One of the most discouraging things today is to find a “deflated Christian.” A child of God in which there is no fight, no vigor, and no enthusiasm. In fact, every once in a while you have to punch such saints to make sure that they are still alive. I refer to these folks as “wimpy Christians. ” Wimpy because they let the world push them, test them, walk all over them and abuse them spiritually and they timidly sit on the sidelines without the faintest idea as to what they should do. And those who do know are too wimpy to raise their voices in opposition. You see, wimpy saints don’t like to say no when everyone else is saying yes. They don’t want to sit while everyone is standing. They are fearful of letting their religion show outside the meeting house. They are certain that someone will call them a “fanatic” or a jerk because their “light” may be shining in someone’s eyes. The faith of a wimpy Christian is shallow. As a result they have no backbone to standup to the world and no courage to push back as they should.
But wimpy saints is more than an attitude of fear. You see, it affects their behavior as well. They compromise here and there to make the appearance to the boys at the office that they are “one of the guys” just like they are. wimpy saints while not saying profane words, will say those little off colored quirks that says “I go along with what you are saying.” wimpy Christians generally have a problem with Sunday evening and Wednesday services. You see their neighbors might catch them leaving and expose them as being “caught up in some religion.” wimpy Christians have a hard time remembering to bring their Bibles to services. At home the Bible of a wimpy saint collects a lot of dust. Now pay close attention to the following verses if you will.

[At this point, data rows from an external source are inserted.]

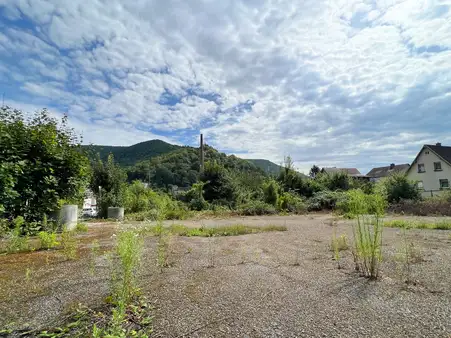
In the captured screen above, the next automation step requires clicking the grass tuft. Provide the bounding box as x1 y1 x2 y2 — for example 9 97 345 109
384 220 451 230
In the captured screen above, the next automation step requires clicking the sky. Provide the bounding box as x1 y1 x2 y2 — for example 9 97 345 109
0 0 451 174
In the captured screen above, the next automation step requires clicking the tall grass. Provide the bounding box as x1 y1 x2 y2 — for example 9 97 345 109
348 190 386 279
113 231 143 308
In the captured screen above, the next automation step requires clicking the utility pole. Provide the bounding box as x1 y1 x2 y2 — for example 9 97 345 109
199 134 205 174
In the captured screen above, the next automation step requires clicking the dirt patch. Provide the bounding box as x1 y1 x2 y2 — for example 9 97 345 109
0 215 451 337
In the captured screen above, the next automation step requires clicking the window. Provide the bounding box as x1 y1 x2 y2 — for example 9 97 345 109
434 162 442 171
439 178 449 189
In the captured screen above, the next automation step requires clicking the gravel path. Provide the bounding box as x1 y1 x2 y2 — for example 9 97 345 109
0 215 451 338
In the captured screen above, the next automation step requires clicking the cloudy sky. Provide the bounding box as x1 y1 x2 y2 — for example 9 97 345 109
0 0 451 173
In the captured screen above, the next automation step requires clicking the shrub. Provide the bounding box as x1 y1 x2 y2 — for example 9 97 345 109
61 230 78 260
307 190 347 211
189 198 209 211
263 180 280 206
375 173 421 203
238 201 277 216
0 218 10 238
75 223 88 232
0 107 89 226
278 192 307 214
315 172 351 191
38 231 59 249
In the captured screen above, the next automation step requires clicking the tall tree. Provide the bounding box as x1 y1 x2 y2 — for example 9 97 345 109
309 164 321 178
90 154 127 217
0 107 89 221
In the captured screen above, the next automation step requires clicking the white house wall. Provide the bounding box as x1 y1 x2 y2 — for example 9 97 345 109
407 148 451 197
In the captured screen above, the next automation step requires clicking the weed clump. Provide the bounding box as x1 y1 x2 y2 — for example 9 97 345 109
348 190 386 279
38 231 60 250
61 230 78 260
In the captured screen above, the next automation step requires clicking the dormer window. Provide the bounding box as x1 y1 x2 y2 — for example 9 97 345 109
434 162 442 171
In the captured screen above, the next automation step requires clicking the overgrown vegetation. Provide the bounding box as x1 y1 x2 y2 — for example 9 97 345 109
38 231 60 249
33 231 152 338
145 224 287 237
384 220 451 230
0 107 89 234
348 190 386 279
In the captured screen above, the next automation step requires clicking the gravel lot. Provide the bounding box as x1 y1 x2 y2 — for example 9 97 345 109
0 215 451 338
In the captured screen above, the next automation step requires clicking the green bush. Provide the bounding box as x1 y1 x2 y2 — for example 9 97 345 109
375 173 421 203
189 198 209 211
314 172 352 191
38 231 59 249
278 192 307 214
263 180 280 206
307 190 347 211
0 218 10 238
0 107 89 224
238 201 277 216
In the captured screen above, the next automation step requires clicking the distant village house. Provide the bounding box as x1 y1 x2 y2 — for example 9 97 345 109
366 163 410 182
407 143 451 197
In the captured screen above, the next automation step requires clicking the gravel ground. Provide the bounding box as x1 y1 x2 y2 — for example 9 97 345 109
0 215 451 338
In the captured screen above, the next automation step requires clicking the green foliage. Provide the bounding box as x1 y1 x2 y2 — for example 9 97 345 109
83 140 181 166
348 190 386 279
238 201 277 216
200 161 236 204
188 198 210 211
278 192 307 214
0 218 9 238
113 231 143 304
61 230 78 260
248 159 283 176
315 172 352 191
307 190 347 211
309 164 321 178
0 107 89 226
75 223 88 233
90 155 127 218
38 231 60 249
375 173 421 203
263 180 280 206
128 146 264 189
7 216 30 253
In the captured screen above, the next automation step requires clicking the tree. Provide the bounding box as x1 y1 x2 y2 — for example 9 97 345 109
0 107 89 226
375 173 421 203
90 154 127 217
309 164 321 178
263 180 279 206
201 161 235 205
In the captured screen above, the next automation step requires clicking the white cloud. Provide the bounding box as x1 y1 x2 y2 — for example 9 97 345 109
0 0 451 171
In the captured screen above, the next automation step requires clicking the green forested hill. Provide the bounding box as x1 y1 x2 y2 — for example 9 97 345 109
248 159 282 175
83 140 281 187
128 146 264 187
83 140 182 166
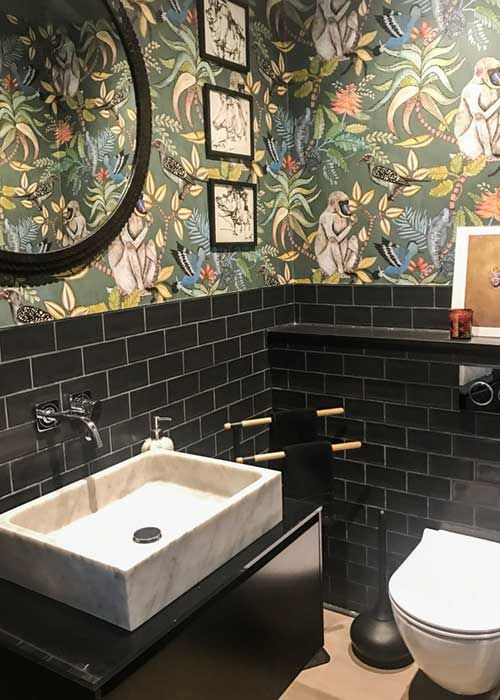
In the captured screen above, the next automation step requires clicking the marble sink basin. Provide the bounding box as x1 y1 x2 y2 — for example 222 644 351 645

1 Tim. 6:12 – Fight the good fight of faith, lay hold on eternal life, whereunto thou art also called, and hast professed a good profession before many witnesses.
2 Cor. 10:5 — Casting down imaginations, and every high thing that exalteth itself against the knowledge of God, and bringing into captivity every thought to the obedience of Christ.
2 Thess. 2:15 — Therefore, brethren, stand fast, and hold the traditions which ye have been taught, whether by word, or our epistle.”
If you let others talk you into doing wrong then you shall never receive heaven. Instead of letting them pressure you into the wrong, you stand up and pressure them into the right. It’ll take faith to do this. It’ll mean that the lines of battle will be drawn. It’ll make you proud to be a Christian when it is all over. “If any man suffer as a Christian, let him not be ashamed” (1 Pet. 4:16).